Expected behavior Pass or ignore the case
Environment details (please complete the following information)
- Environment location: [Standalone, YARN, Kubernetes, Cloud(specify cloud provider)]
- Spark configuration settings related to the issue
Additional context Add any other context about the problem here.
also cc @res-life to help, this case is still unstable in non-utc environment
Spark behavior:
scala> spark.conf.set("spark.sql.session.timeZone", "Africa/Casablanca")

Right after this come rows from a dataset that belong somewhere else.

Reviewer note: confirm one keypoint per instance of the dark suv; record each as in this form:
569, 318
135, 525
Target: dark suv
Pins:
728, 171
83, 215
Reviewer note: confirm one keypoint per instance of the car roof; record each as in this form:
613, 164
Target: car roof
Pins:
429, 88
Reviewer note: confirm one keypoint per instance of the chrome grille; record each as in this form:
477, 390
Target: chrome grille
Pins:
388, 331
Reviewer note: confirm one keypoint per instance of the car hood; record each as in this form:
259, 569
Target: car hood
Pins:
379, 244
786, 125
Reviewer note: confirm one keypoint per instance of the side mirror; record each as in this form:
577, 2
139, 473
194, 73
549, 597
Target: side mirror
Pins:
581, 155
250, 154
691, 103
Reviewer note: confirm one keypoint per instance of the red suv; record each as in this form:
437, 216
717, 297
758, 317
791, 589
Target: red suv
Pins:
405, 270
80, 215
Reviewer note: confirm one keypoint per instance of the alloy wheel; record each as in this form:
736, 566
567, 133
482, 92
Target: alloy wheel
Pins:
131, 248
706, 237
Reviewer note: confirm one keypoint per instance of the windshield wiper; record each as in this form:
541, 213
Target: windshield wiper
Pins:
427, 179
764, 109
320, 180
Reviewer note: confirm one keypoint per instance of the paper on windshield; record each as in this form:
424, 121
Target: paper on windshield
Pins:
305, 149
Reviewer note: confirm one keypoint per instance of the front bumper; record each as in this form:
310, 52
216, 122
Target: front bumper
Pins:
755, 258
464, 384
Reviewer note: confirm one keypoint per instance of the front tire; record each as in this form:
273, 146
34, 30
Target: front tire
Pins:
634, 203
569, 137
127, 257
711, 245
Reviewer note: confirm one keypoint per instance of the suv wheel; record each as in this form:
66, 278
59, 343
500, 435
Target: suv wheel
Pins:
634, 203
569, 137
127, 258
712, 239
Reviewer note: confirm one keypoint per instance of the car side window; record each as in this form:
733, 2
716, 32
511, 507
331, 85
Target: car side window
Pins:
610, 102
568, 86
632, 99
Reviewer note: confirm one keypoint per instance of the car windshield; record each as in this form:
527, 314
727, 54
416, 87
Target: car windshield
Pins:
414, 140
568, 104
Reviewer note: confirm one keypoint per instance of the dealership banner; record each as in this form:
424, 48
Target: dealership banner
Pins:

scala> spark.conf.set("spark.sql.legacy.timeParserPolicy", "CORRECTED")
scala> spark.sql("select unix_timestamp('42481005', 'yyyyMMdd')").show()
+----------------------------------+
|unix_timestamp(42481005, yyyyMMdd)|
+----------------------------------+
| 71910716400|
+----------------------------------+
scala>
scala> spark.conf.set("spark.sql.legacy.timeParserPolicy", "LEGACY")
scala> spark.sql("select unix_timestamp('42481005', 'yyyyMMdd')").show()
+----------------------------------+
|unix_timestamp(42481005, yyyyMMdd)|
+----------------------------------+
| 71910720000|
+----------------------------------+
GPU limitation
GPU kernel is consistent with the CORRECTED mode, does not fully support LEGACY mode.
Follow-up
For LEGACY mode, need to implement:
Spark code for LEGACY mode: Link
It uses SimpleDateFormat:
class LegacySimpleTimestampFormatter(
pattern: String,
zoneId: ZoneId,
locale: Locale,
lenient: Boolean = true) extends TimestampFormatter {
@transient private lazy val sdf = {
val formatter = new SimpleDateFormat(pattern, locale)
formatter.setTimeZone(TimeZone.getTimeZone(zoneId))
formatter.setLenient(lenient)
formatter
}
override def parse(s: String): Long = {
fromJavaTimestamp(new Timestamp(sdf.parse(s).getTime))
}
Workaround
Disable this case for branch 24.10 when TZ is not UTC or Asia/Shanghai
Update document to clarify that not all non-DST(daylight saving time) time zones are supported, only tested Asia/Shanghai timezone.
Let's use this issue to track the support for Africa/Casablanca time zone in legacy mode.
thanks! retargeted issue to 24.12
We do not want to implement a kernel just for Africa/Casablanca unless we implement it for all time zones!!!
https://github.com/NVIDIA/spark-rapids/issues/6839
We picked Africa/Casablanca as an arbitrary time zone. It is one of the more complicated ones in terms of rules, but it is not there because a customer needs it. If we are going to develop a solution to a problem like this we want to develop a general purpose solution.
The issue https://github.com/NVIDIA/spark-rapids/issues/6839 is for non-LEGACY mode. This requirement is for LEGACY mode. So this is another requirement.
For legacy mode, from the code
It invokes LegacySimpleTimestampFormatter and gets a java.sql.Timestamp, then invokes fromJavaTimestamp and rebaseJulianToGregorianMicros. So this it will be another kernel.
Spark has different behaviors between LEGACY mode and non-LEGACY mode.
I think the priority for this issue is low.